社会に加えて、スポーツにも目を向けなくてはならない。大学院を修了した私はそう思いました。でも、ここでのスポーツは伝統的なスポーツです。スポーツ人類学をするなら、近代社会とそこで当たり前に存在する近代スポーツを相対化しなくてはならない。それならば、やはり、近代スポーツとは異なるようなスポーツ、つまりは民族スポーツとか伝統スポーツと呼ばれている競技や遊びを対象にしなければならない。そう思いました。

近代スポーツとは異なる仕方で社会に存在しているスポーツはないか。あるならば、そのスポーツはどんな仕方で社会と関係しているのか。そして、私のいる社会とは異なるあちら側の民族/伝統スポーツは、私のいるこちらの社会のスポーツを相対化し、ここに新しい視点をもたらしてくれるのではないか。この辺りが主なテーマでした。

でも、少しずつ気づいていくことになります。
近代スポーツを相対化することと、近代スポーツを批判することは全く違うことです。近代スポーツではない民族スポーツもないし、民族スポーツではない近代スポーツもありません。たぶん。というか、少なくともそういう前提であらゆるスポーツを見た方がいい。加えて、スポーツを真面目に考えないと行けないということに気づき始めました。どういうことか?

私はもちろんスポーツが好きです。でも、スポーツ人類学者で、スポーツを人文科学的に学問する人間です。だから、スポーツを無批判に礼賛したり、その発展を望んだり、そういうことはしたくない。スポーツには世間一般で言われていること以上の何かがあるのだとしても、文化としてスポーツを見るというのはそうしたスポーツの別の価値を見出すために、時には批判的にスポーツを見なくてはならない。

この立場はこれからも変えるつもりはありません。ただ、これまでの私はスポーツの別の価値というのに拘り過ぎていたのではないか。しかも、その価値を見出すために人類学や社会学、あるいは哲学(遊戯論)などに頼りすぎていたのではないかと感じ始めました。
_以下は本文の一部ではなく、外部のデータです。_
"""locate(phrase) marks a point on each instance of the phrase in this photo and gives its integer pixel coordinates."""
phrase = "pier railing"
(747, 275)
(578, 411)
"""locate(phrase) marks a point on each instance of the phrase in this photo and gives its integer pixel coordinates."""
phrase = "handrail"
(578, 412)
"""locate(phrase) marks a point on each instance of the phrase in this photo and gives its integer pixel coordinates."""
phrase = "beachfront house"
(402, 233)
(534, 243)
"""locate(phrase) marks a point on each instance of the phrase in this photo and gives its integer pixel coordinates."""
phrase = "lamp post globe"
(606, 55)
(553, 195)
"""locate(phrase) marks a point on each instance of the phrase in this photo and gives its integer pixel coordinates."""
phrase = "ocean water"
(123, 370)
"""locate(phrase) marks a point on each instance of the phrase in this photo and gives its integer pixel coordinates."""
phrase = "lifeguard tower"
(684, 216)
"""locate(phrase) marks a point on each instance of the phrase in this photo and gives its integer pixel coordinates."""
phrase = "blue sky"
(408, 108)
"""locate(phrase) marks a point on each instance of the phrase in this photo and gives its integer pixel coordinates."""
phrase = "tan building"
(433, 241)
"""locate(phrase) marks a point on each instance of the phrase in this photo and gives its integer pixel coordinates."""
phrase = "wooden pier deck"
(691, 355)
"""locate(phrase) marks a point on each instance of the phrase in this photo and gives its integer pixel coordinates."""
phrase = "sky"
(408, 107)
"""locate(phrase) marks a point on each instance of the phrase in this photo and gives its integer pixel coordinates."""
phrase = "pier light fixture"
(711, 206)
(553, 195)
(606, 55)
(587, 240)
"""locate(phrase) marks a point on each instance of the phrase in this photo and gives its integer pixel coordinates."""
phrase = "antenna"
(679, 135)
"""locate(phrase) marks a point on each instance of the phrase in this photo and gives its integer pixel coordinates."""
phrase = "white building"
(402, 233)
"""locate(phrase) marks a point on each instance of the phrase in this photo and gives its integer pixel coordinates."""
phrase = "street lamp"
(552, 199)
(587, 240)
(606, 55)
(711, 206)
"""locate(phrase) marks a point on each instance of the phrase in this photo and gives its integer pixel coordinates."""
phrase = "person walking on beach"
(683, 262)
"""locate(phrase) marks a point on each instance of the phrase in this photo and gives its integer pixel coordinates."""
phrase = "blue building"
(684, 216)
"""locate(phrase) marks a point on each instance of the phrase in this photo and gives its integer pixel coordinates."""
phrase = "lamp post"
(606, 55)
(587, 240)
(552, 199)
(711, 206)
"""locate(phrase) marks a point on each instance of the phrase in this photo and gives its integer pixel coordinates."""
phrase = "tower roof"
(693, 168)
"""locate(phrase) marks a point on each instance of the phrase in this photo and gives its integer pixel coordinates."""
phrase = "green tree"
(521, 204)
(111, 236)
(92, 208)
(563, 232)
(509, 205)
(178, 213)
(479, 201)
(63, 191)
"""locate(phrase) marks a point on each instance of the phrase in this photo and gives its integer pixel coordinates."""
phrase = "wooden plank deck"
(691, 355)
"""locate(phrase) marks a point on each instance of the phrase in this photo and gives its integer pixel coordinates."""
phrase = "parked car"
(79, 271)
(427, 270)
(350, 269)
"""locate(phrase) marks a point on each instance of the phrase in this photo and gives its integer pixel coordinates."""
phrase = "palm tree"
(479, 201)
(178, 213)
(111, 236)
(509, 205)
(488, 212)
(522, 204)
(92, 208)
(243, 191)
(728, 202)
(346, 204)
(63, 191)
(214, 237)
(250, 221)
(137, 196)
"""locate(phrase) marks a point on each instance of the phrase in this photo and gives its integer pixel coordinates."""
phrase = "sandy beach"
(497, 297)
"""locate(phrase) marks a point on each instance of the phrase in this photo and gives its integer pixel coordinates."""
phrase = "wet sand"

頼りすぎていたのは理論的な面で、です。むしろ、民族も伝統も近代もなく、もっとスポーツという人間の行為に内在した思考をしなくてはならない。そして、その思考が人類学や社会学と出会うことで、スポーツ人類学は、既存の人類学や社会学にとっても意味のあるものになるのではないだろうか。

40歳にしてスポーツについてちゃんと考える

おそらくこれからも回り道をしてしまうのでしょうが、スポーツが学問になることを知った18歳の頃から22年を経て、ようやくスポーツについてちゃんと考えようというところまで来ました。長かった。気づけば、もう40歳です。

最近はラグビーを題材にして、もう一度、近代スポーツについて学び直しています。その過程でぼんやりと浮かんできたのは、スポーツの競争(闘争)的側面や修行的側面が人間の倫理、とりわけ自他関係にもたらす作用、スポーツクラブという集団の現代的な意味、そしてジェンダー(特に男らしさ)といったテーマです。これらは昔から関心あることではあったのですが、より明確に問題の輪郭が見えてきた気がします。

オリンピックや体育会系などに対する批判を見ても分かる通り、スポーツはスポーツに関心を持たない人からは、とても厳しく見られる文化です。それでも、スポーツは私たちの生をより良くするための優れた方法になり得る可能性を持っていると思います。ただ、あらゆる技術と同様に、その使い方を誤れば、スポーツは人間や社会にとっての毒とみなされるでしょう。そうならないためにも、スポーツの良い部分を丁寧に引き出してくる研究がますます必要になってくる気がします。その作業は今日の世界の在り様に対しても、何らかの意義を持つと思います。